Читаем История Жака Казановы де Сейнгальт. Том 11 полностью

Никогда ничто в моей жизни не показывало профессиональным игрокам, что я из их компании, но несмотря на это они все хотели считать меня «греком» (мошенником). По их представлениям, я должен был им быть. Они полагали, что оказывают мне этим честь. Как могли они считать меня своим, хотя я обладал всеми внешними признаками, всей наружностью и всеми повадками человека ученого? Они говорили со мной с открытым сердцем и, что забавно, я этому не препятствовал, прибегая ко всяким уверткам; приходилось поступать таким образом, или бы они считали себя оскорбленными. Итак, барон де Фрэтюр, который остановился в Мадриде, узнав, что я здесь, пришел меня повидать, казался весьма довольным, что нашел меня, польстил мне всячески и самым любезным образом обязал меня оказывать ему хороший прием. Мне казалось, что моя простая вежливость и несколько знакомств, которые я мог бы ему предоставить, не могут меня скомпрометировать. Он познакомил меня со своим спутником. Это был толстый француз, ленивый, невежественный, но француз. Такое проходит незаметно мимо внимания всех, кроме тех, кто внимательно приглядывается к внутреннему характеру французов; такие редки, но они замечают, что французы хорошо представляются, ведут себя просто, веселы за столом, любят девочек и проявляют свое лицо в распутстве. Этот компаньон де Фрэтюра был капитан кавалерии на службе Франции, из тех, что имеют счастье быть отовсюду изгнанными.

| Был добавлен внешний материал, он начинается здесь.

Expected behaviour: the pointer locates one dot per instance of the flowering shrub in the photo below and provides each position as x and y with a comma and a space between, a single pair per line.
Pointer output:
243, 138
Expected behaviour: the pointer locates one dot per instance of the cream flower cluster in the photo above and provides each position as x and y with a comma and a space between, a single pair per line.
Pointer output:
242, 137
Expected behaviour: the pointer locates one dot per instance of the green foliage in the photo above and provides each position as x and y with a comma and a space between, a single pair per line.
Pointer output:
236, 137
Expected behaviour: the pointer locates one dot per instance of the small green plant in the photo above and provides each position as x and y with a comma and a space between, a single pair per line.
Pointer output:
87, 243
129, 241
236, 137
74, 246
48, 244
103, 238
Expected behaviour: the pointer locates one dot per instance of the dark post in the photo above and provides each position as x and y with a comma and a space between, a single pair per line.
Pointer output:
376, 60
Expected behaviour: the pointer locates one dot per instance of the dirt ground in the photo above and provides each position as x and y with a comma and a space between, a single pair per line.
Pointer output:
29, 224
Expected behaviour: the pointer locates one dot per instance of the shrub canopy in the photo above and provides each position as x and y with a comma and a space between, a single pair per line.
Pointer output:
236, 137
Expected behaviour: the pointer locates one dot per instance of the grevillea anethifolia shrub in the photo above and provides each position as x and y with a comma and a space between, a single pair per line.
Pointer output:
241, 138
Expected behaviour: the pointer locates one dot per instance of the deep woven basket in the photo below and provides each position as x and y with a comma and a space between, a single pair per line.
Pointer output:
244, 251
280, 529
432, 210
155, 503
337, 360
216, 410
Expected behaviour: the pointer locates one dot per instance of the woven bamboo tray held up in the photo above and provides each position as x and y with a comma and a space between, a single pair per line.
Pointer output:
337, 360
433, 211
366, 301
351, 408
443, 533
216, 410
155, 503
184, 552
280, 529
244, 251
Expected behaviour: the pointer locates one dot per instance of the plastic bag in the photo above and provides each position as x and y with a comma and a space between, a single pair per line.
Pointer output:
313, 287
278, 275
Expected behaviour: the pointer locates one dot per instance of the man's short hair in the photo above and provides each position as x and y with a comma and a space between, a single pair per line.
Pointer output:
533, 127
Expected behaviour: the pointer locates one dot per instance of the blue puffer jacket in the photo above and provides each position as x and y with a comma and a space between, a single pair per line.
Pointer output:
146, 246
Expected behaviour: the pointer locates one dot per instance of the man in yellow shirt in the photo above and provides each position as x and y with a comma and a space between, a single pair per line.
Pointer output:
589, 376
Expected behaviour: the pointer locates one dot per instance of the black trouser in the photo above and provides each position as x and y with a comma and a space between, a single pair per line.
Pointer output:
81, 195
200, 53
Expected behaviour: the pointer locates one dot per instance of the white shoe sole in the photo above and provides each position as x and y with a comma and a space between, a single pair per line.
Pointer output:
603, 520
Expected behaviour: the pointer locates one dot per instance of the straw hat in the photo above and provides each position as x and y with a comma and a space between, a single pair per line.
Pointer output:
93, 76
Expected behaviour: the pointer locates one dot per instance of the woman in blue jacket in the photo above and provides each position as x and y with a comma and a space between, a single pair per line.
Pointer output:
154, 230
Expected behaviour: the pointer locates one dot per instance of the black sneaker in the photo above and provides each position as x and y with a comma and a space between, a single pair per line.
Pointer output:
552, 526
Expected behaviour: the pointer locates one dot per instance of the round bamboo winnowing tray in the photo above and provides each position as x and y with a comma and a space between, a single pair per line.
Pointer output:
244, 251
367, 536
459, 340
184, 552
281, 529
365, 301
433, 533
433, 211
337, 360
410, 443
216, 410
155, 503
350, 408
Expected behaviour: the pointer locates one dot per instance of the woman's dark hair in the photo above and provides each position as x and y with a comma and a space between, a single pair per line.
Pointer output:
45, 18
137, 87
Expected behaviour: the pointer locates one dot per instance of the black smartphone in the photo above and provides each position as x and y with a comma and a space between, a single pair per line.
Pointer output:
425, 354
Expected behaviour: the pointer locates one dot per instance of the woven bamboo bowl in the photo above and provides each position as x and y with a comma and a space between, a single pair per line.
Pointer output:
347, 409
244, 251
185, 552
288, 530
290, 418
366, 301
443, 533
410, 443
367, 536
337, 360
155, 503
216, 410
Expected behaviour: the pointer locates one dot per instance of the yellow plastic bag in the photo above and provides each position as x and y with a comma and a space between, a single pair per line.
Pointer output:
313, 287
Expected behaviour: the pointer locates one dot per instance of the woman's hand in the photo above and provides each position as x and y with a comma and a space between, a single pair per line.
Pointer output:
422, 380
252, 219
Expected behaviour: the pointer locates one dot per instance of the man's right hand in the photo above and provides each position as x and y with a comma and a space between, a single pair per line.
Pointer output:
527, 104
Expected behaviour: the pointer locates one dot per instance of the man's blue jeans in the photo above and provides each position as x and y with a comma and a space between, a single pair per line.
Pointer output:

На четвертый или пятый день Фрэтюр в свободной манере обратился ко мне и сказал, что у него совсем нет денег, и попросил у меня тридцать или сорок пистолей, сказав, что он их вернет; я поблагодарил его за доверие и свободно же сказал, что не могу услужить ему подобным образом, потому что деньги мне понадобятся самому и в скором времени.

— Но мы провернем некое хорошее дельце, и деньги у вас будут.

— Я не знаю, провернется ли хорошее дельце, а пока не могу лишиться необходимого.

— Мы не знаем, что сделать, чтобы успокоить хозяина. Придите с ним поговорить.

— Если я с ним буду говорить, это будет для вас скорее плохо, чем хорошо, потому что он спросит у меня, отвечаю ли я за вас, и я скажу, что вы — сеньоры, которые не нуждаются в том, чтобы кто-то другой за них отвечал; но такой отказ не помешает хозяину думать, что если я не отвечаю, это означает, что я сомневаюсь.

Поскольку я познакомил его на променаде с графом Мануччи, Фрэтюр уговорил меня отвести его к нему, после чего, восемь или десять дней спустя он ему открылся. Мануччи, человек любезный и профессиональный грек, не дал ему денег, но познакомил с человеком, который ему их одолжил без залога. Они провернули несколько партий, что-то заработали, но я ни во что в это не вмешивался. Занятый колонией и донной Игнасией, я хотел покоя; единственная ночь, что я провел вне дома, вызвала тревогу в ее прекрасной душе, которая целиком отдалась любви.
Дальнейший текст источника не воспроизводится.